A scientist’s career in communion with trees.

A scientist’s career in communion with trees.

“She paid attention to Indigenous knowledge. A lightbulb went on when she heard Bruce ‘Subiyay’ Miller of the Skokomish Nation describe the forest as a symbiotic organism. Under the forest floor, Miller taught, ‘there is an intricate and vast system of roots and fungi that keeps the forest strong.’ This intuitively made sense to Simard. She traced the underground fungal connections and quantified Indigenous knowledge, using the methods and language of Western science.

Mycorrhizal Fungi
(c) Mother Earth News

“Scientists are supposed to be detached. Thankfully, Simard is anything but. To an astonishing extent, her memoir reveals how closely her research calibrates with changing passages in her life. She was interested in how saplings of different species exchange nutrients when she was just a sapling herself, struggling to transform childhood friendships into adult relationships. She became engrossed in whether mother trees recognize their offspring in forest networks when she became a mother of two daughters.

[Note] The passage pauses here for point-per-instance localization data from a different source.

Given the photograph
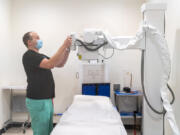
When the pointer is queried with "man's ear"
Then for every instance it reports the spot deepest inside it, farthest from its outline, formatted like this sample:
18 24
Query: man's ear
29 43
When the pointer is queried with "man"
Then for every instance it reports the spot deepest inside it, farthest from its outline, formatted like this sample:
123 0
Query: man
40 88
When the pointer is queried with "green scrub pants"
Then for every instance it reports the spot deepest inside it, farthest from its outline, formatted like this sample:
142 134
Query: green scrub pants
41 113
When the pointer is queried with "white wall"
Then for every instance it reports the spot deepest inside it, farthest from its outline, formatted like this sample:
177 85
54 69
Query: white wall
5 56
54 20
173 39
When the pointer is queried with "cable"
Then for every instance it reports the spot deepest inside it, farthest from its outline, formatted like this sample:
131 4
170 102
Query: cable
91 49
172 93
143 88
107 57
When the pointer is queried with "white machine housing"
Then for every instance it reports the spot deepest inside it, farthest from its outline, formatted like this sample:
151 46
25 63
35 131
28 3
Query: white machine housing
154 15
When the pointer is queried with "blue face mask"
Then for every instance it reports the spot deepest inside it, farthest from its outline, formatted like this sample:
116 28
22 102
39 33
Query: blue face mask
39 44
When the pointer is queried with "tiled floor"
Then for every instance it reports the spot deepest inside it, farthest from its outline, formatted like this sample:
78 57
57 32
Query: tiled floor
19 131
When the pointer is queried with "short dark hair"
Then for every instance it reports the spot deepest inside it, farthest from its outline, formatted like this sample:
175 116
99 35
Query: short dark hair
27 37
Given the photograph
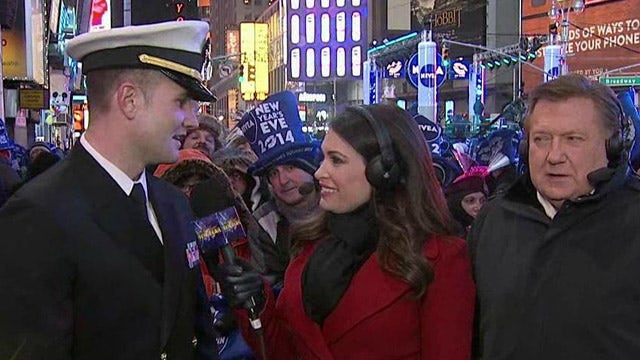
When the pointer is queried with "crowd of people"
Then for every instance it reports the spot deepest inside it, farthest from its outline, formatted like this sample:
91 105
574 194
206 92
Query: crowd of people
353 247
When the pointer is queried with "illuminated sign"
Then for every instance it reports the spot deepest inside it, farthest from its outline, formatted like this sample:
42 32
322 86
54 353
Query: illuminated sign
100 18
153 11
606 36
414 73
312 97
395 69
232 41
254 46
459 70
326 39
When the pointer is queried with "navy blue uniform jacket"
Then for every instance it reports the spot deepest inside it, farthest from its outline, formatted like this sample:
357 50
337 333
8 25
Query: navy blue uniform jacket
72 286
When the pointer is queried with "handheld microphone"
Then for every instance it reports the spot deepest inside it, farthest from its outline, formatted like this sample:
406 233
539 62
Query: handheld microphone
306 188
212 202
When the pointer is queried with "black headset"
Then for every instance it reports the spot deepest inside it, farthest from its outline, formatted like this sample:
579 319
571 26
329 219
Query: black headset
617 145
383 172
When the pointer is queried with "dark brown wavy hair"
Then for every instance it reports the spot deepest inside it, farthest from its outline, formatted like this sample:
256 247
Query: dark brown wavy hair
407 215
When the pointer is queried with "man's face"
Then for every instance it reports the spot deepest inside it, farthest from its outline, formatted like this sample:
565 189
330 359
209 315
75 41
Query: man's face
163 125
201 140
566 143
285 181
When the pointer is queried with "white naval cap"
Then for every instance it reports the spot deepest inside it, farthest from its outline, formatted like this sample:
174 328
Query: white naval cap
176 48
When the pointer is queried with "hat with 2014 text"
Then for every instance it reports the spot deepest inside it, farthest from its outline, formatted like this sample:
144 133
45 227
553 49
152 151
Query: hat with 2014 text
274 131
177 49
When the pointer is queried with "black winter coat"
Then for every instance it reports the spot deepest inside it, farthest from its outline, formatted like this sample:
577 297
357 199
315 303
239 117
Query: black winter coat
562 288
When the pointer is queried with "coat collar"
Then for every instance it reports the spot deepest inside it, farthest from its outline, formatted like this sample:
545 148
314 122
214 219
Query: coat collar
174 254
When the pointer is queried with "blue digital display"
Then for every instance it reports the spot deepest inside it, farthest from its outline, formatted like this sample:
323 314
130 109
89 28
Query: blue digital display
326 39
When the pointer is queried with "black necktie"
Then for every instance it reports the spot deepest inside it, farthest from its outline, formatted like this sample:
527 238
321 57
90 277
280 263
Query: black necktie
147 244
140 200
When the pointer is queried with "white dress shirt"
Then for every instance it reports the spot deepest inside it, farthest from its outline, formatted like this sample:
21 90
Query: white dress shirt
125 183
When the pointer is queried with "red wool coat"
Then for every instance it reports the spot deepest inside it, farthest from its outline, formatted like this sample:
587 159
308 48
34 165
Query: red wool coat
377 318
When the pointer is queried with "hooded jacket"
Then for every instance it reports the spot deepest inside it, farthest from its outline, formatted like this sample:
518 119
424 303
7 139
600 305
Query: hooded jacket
561 288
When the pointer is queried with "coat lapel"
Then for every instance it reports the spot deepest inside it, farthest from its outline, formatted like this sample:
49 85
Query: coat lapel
174 255
370 291
360 301
108 204
309 332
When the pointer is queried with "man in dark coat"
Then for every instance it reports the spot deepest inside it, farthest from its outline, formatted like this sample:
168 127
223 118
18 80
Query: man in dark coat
556 257
98 259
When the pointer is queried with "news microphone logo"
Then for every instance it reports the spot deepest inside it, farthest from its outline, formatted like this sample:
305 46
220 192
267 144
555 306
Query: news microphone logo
219 229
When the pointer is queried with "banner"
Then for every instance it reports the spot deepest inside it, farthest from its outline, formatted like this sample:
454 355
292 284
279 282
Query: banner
605 36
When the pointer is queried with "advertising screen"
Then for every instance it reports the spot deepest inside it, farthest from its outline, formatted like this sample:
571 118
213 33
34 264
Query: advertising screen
460 20
326 39
605 36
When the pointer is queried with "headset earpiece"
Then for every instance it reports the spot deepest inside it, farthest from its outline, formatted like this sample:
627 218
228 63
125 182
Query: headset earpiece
617 146
382 171
523 149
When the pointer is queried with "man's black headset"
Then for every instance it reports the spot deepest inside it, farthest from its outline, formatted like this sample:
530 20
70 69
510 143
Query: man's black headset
383 172
617 145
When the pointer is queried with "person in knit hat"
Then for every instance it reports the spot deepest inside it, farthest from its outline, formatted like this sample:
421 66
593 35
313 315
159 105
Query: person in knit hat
287 158
466 195
235 164
192 167
206 137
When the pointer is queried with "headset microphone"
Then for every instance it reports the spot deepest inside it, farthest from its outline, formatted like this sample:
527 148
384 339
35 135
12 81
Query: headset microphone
306 188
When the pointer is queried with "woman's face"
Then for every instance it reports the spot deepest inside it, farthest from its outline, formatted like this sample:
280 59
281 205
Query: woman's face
473 202
344 186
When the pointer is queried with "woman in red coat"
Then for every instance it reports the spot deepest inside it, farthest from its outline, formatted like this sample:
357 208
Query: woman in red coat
378 276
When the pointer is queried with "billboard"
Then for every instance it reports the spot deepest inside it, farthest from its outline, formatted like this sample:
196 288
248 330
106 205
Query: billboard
254 46
100 18
326 39
605 36
153 11
23 45
460 20
232 42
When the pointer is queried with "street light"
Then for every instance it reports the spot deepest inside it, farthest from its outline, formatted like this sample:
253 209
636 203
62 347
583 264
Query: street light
559 11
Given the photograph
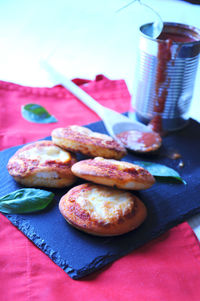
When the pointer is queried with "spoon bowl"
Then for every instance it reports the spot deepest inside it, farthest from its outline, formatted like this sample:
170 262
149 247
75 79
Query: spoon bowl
115 123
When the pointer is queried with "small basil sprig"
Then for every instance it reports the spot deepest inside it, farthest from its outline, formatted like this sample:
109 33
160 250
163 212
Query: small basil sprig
159 170
36 113
25 200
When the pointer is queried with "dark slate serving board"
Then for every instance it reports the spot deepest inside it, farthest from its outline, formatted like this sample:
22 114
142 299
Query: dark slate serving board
168 204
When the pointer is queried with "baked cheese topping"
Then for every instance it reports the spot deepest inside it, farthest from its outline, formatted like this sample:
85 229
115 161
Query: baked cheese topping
88 132
46 153
121 165
105 204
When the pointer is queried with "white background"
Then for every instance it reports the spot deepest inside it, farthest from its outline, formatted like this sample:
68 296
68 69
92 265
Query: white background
82 38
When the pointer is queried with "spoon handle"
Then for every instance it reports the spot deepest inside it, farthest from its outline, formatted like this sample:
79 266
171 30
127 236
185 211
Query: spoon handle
74 89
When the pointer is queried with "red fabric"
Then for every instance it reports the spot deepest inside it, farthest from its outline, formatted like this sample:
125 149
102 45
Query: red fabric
167 268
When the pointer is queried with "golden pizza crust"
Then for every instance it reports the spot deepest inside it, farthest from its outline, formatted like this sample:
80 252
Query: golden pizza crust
42 164
92 144
120 174
101 210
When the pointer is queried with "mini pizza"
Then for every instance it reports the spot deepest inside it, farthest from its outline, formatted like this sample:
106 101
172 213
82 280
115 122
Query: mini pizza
42 164
120 174
101 210
92 144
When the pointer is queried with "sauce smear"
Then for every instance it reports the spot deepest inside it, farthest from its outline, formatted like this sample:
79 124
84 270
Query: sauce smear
141 142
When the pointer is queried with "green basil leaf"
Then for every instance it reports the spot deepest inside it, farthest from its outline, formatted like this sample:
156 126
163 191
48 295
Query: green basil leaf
25 200
36 113
159 170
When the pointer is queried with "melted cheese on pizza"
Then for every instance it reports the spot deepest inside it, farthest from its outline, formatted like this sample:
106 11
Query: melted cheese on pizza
105 204
47 153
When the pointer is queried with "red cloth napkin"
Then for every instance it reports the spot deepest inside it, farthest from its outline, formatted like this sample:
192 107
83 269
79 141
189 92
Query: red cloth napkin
167 268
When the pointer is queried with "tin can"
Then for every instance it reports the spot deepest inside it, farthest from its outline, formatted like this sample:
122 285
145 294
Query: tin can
165 76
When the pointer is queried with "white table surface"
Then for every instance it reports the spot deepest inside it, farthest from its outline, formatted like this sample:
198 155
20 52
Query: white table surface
82 38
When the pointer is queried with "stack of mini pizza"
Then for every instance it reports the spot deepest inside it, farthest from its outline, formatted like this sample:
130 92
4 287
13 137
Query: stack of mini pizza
102 206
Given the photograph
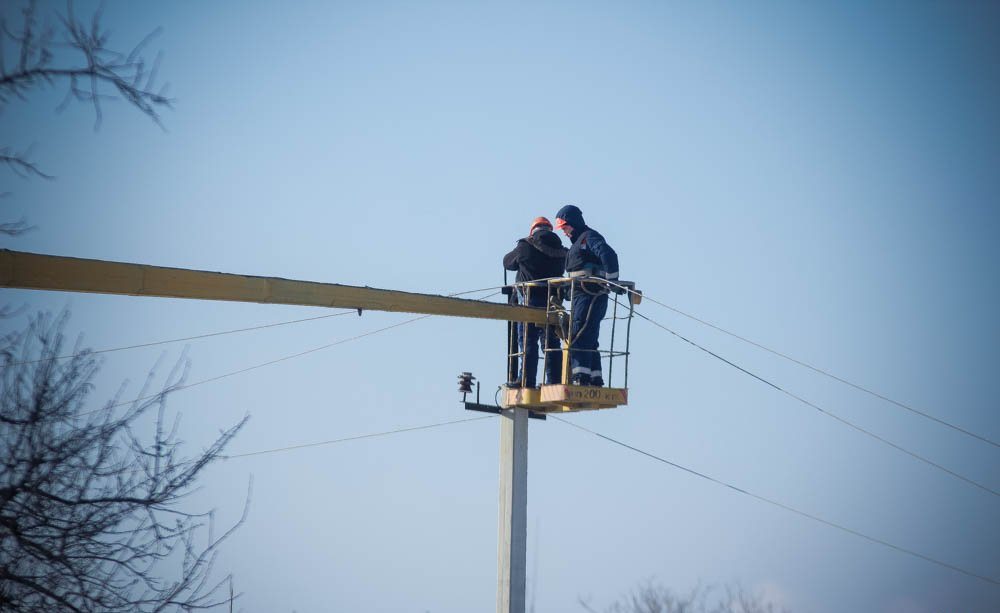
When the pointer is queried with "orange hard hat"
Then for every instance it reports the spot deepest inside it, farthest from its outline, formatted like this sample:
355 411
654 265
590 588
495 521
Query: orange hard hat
539 221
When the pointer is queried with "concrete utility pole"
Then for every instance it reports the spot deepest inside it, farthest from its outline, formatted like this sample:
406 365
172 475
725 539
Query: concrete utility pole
513 534
48 272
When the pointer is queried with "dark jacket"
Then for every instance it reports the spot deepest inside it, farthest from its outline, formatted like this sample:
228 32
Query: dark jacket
539 256
589 252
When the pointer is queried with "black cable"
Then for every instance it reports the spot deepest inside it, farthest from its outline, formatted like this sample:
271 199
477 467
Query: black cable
823 411
211 334
783 506
354 438
825 373
177 340
281 359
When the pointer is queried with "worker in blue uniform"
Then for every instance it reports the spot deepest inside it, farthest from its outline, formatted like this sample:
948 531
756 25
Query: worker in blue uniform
589 256
540 255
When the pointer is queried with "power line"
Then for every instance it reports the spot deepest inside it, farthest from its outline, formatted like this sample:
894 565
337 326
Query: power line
355 438
784 506
175 340
820 371
824 411
281 359
211 334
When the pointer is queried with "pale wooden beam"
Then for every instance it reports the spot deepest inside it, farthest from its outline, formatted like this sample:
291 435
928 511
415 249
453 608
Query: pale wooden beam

As she struggled with life-threatening cancer, she grew curious about what dying trees send to neighbor trees in a forest. She discovered that like parents, trees send a parting gift of nutrients as they expire. As soon as Simard overcame her cancer, she started the Mother Tree Project to investigate forest renewal practices that protect biodiversity, carbon storage and regeneration.”

Great story. Pioneering scientific discovery. Highly recommended!